Lord Voltaire held up his hand and rejected politely. Then he lowered his voice. “My dear Jessie, don’t you think that it might be a bad idea to throw this party?”

“Oh the trainees want it, I think they just need an excuse to let off some steam.”

“I understand. But I overheard from some of these students that they think Synto is defeated? Dead?” Lord Voltaire’s face was grim. I shuddered at the name.

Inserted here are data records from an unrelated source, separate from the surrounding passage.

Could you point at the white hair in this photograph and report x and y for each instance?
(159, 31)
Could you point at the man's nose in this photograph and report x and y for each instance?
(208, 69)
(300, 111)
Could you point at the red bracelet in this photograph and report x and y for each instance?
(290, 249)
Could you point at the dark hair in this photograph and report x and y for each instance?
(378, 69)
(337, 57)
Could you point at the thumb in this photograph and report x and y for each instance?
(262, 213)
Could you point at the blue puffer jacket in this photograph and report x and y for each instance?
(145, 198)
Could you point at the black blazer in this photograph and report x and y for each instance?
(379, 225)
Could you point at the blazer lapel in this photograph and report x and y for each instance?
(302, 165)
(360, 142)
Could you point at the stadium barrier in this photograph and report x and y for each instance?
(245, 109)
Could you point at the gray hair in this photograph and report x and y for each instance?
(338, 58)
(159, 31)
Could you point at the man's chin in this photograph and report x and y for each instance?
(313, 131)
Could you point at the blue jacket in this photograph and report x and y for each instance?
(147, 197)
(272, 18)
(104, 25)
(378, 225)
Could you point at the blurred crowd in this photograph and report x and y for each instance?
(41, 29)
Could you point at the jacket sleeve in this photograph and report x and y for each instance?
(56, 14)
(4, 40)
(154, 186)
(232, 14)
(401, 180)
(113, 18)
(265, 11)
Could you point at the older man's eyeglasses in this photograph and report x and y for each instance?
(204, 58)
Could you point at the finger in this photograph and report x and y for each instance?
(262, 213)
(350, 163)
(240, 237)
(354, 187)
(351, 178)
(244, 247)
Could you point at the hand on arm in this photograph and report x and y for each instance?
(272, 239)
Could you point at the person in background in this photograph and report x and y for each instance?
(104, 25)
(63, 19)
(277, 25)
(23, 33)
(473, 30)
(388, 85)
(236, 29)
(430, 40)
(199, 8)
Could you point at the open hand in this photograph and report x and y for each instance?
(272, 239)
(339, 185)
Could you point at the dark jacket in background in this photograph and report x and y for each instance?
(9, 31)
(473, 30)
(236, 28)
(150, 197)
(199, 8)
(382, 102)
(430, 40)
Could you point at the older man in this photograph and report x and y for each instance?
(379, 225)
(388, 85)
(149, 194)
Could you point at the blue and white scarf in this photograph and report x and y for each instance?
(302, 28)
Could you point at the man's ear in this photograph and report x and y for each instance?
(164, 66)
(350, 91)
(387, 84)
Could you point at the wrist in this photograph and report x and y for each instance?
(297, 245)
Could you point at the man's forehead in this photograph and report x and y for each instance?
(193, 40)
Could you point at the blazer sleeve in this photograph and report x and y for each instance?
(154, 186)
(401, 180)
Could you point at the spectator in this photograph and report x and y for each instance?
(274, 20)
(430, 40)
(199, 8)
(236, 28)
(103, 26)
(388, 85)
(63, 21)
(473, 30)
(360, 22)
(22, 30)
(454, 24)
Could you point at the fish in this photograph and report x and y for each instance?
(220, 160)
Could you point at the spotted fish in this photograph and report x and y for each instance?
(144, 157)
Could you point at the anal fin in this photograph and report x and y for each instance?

Jessie’s smile diminished quickly. “Are you saying—“

“Synto cannot die, my good friend. It is a spirit being made to torment the living.” Then he turned to me, “You need to be protected at all times, Heidi. Now more than ever.”

I blinked. What was I supposed to say to that?

“She will be taken care of,” Jessie responded for me.

“Yeah,” I cleared my throat. “I’m just going to be at The Gardens, gonna stretch my legs.” I left them and headed out of the training hall.

Out in The Gardens, I felt the cool breeze surround me. From the corner of my eye, I caught a familiar silhouette approaching me. He stopped before I turned.

“Avoiding the crowd?” Tristan asked. There was a slight curl on his lips.

It was the first time that I had seen him since the orphanage. That felt like a lifetime ago.

“That makes the two of us,” he continued. “Let’s sit over there, it’s quieter.”

We sat on a bench and listened to the peacefulness of the night. The stars shimmered above us, dancing in eternal dusk. Like endless suns.

“I didn’t get a chance to thank you. You saved my life,” Tristan spoke, his ruby eyes glistening under the starlight. “I think I owe you.”

“You think?” I raised my eyebrows and laughed.

He chuckled. “I do owe you. But there is another thing that has been on my mind for a while.”

His eyes grew a little sad. His dark hair reflected blue and white lights from the lamps around us. His red coat sharp and crisp while his ruby on his cuff released a soft pulsating glow. My heart began to race.

When he spoke, his voice was low and velvety. “It drove me mad to think of what Synto did to you. I did not realise my feelings for you until I was deep into it.”

“Oh,” was all that came out of my damn mouth.

I realised that I had never materialised any sort of feelings towards a man. I grew up with my grandmother and my orphanage was all female. All my life, I was taught to fight and defend against djinns and other evil things. I was taught by a female Vampire. I lacked the experience of being around men that I never paid attention to that part of me.

It would be great to be loved. Vicky replaced my grandmother and I thought I was full. Then I lost Vicky and now that love could take the form of a new love. But to what extent was this new love? It would not be the same as my grandmother or Vicky. Tristan’s love would be...different.

“Bear with me,” he grinned sheepishly, “this is my first time.”

I could not stifle a smile. “Me too.”

He leaned in, his eyes darted back and forth, waiting. A permission. I nodded and let him hold and kiss me on the bench of the Gardens, underneath the ember dots of the Magic realm.